Nair’s political awareness began during his college years and later increased during the Passive Resistance Campaign of 1946. In the interview he recalls the rallies that took place at the Red Square (now the Nicol Square Garage) against the Asiatic Land Tenure and Indian Representation Act (1946), whereby Indians were to be forcefully removed from so-called White areas and in return be given representation in parliament by three White representatives. This was rejected by the leadership (under Monty Naicker and Yusuf Dadoo). Indians, therefore, engaged in a series of acts of defiance by occupying land in White areas and courting imprisonment.
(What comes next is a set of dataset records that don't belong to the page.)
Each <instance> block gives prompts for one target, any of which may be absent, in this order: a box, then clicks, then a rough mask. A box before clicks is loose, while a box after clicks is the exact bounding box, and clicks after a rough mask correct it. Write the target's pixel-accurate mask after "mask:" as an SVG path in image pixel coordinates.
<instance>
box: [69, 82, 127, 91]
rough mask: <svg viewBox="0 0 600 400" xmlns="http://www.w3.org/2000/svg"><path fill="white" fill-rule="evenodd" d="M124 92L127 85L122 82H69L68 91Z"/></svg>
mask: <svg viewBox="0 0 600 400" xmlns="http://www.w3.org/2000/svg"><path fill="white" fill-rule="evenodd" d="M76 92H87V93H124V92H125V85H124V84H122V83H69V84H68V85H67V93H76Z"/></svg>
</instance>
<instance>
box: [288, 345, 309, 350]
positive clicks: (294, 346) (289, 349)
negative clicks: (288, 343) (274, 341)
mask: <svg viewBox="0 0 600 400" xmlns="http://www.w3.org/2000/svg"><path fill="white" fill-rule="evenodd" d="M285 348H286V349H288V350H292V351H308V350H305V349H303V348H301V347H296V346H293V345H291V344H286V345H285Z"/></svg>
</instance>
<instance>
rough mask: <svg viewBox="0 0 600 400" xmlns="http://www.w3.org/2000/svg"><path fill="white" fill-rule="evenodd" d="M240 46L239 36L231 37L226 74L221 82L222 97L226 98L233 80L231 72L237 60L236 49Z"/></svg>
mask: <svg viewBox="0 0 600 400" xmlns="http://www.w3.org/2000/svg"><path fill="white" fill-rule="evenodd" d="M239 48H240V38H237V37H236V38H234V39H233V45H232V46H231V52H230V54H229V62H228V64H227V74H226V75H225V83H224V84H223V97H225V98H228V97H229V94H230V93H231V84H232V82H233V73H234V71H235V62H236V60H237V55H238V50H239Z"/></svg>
The Passive Resistance Campaign that ensued saw hundreds of Indians hauled into jails.

In 1949, Nair joined the Natal Indian Youth Congress and became its secretary in 1950. He also joined the Natal Indian Congress (NIC) and served as a member of its executive committee in the 1952 Defiance Campaign called by the Congress Movement. In his interview, he recalls the 1952 Defiance Campaign, the many acts of defiance against segregation, the pass laws and the Group Areas Act. He also recalls the events leading up to the Congress of the People, the Freedom Charter and the Kliptown Conference.

Nair was active in the Umkonto We Sizwe (Spear of the Nation), the military wing of the ANC, since its inception. He recalls Chief Albert Luthuli’s return to South Africa after receiving the Nobel Prize for Peace and the subsequent launching of Umkhonto we Sizwe in 1960. His participation in various acts of sabotage led to his eventual arrest in 1963. He recalls the famous Treason Trials of the 1950’s and 1960’s in which he was one of the accused for Treason under the Suppression of Communism Act. He received a 20 year sentence which he served on Robben Island. He recalls the police torture and the difficult and unbearable life in the prison cells and on Robben Island.

On his release, he became active in the United Democratic Front (UDF), the sit-in protests at the British Consulate, and in Operation Vula. After the 1994 elections Nair became a Member of Parliament in the National Assembly of the South African Parliament.